High throughput RNA sequencing

At day 10 post-operation, the Lewis rats of both PBS and BM-MSC groups were euthanized by overdosed 10% chloral hydrate, the allografts and corresponding cornea beds (n = 9 /group) were carefully harvested, snap frozen in liquid nitrogen, and stored in -80°C; whereas the eyeballs of the rest of the animals were processed for paraffin sections and immunohistochemistry (IHC) (n = 6 / group).
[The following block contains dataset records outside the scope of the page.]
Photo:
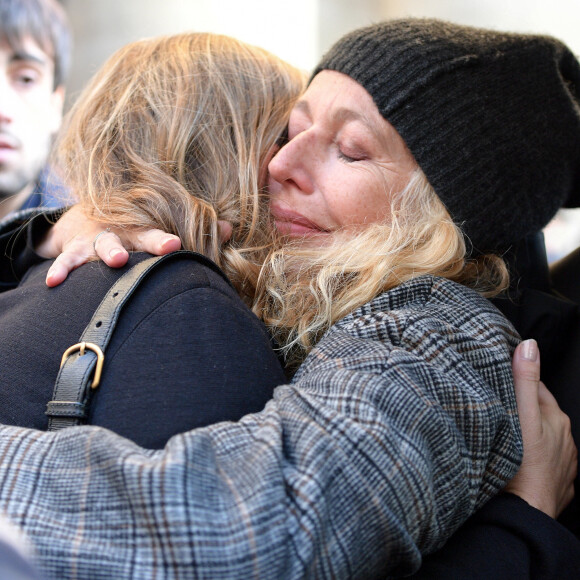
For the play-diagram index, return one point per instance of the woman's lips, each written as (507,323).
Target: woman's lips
(291,223)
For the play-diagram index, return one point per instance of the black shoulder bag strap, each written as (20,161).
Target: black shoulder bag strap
(82,363)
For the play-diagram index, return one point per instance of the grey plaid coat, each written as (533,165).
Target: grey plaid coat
(396,428)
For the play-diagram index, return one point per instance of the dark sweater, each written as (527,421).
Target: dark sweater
(186,351)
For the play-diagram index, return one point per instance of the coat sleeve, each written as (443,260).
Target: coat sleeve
(18,236)
(330,480)
(506,540)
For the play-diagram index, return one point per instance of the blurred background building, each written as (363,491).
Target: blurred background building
(301,30)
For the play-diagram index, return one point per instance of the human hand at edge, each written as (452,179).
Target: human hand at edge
(545,479)
(73,241)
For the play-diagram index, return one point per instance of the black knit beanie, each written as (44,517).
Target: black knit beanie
(493,119)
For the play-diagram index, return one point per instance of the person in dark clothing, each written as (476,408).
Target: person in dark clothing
(308,397)
(187,322)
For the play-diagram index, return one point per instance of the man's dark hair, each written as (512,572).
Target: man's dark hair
(45,22)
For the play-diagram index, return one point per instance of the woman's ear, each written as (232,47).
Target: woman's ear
(225,231)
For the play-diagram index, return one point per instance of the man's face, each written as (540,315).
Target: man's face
(30,114)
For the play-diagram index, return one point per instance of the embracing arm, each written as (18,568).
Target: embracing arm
(515,537)
(329,480)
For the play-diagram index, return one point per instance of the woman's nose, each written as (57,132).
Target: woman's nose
(292,164)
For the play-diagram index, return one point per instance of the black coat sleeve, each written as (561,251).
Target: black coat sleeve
(507,539)
(18,237)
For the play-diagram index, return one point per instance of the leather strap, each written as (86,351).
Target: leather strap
(77,375)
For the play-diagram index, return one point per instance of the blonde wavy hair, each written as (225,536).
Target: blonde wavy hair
(303,289)
(174,133)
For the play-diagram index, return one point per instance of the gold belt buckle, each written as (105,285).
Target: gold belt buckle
(81,347)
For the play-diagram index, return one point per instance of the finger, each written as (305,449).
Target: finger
(156,242)
(63,264)
(526,370)
(109,248)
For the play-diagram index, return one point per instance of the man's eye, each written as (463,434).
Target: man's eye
(26,78)
(342,156)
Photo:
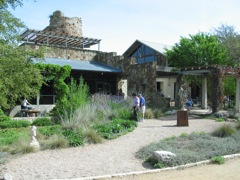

Three harvested corneal allograft samples in each group were subjected to high-throughput RNA-seq by Novogene (Beijing, China). Specifically, total RNAs were isolated from the allograft samples, and the quality of the isolated RNAs was initially examined on 1% agarose gels. The RNA purity, concentration, and integrity were then assessed using the NanoPhotometer spectrophotometer (IMPLEN, CA, USA), Qubit RNA Assay Kit in Qubit 2.0 Flurometer (Life Technologies, CA, USA), and RNA Nano 6000 Assay Kit of the Bioanalyzer 2100 system (Agilent Technologies, CA, USA), respectively. Three micrograms of the total RNA from each sample was used as the input material. First, ribosomal RNA (rRNA) was removed by Epicentre Ribo-zero rRNA Removal Kit (Epicentre, USA). Then the sequencing libraries were generated using the rRNA-depleted RNA by NEBNext Ultra Directional RNA Library Prep Kit for Illumina (New England Biolabs, Ipswich, MA USA), the library fragments purified using AMPure XP system (Beckman Coulter, Beverly, USA). The library fragments were amplified through PCR using Phusion High-Fidelity DNA polymerase, Universal PCR primers, and Index (X) Primer following the treatment of USER Enzyme (New England Biolabs, Ipswich, MA USA). The library quality was assessed on the Agilent Bioanalyzer 2100 system, and the clustering of the index-coded samples was performed on a cBot Cluster Generation System using TruSeq PE Cluster Kit v3-cBot-HS (Illumia) according to the manufacturer’s instructions. Afterwards, the libraries were sequenced on an Illumina Hiseq 4000 platform with the depth of 40 times, and generated 12 gigabytes paired-end clean reads with 150 bp in length. The paired-end clean reads were aligned to the reference genome using HISAT2 v2.0.4. [28], assembled by StringTie (v1.3.1)[29] in a reference-based approach. Cuffdiff (v2.1.1) was used to calculate FPKMs of the mRNAs in each corneal allograft sample[30]. A model based on the negative binomial distribution was employed to determine the differential expression in the digital transcript expression data[30]. Transcripts with P-adjust less than 0.05 were designated as differentially expressed. The RNA-seq raw data are available at the NCBI Sequence Read Archive database (https://www.ncbi.nlm.nih.gov/sra/PRJNA551878) under the accession number (PRJNA551878).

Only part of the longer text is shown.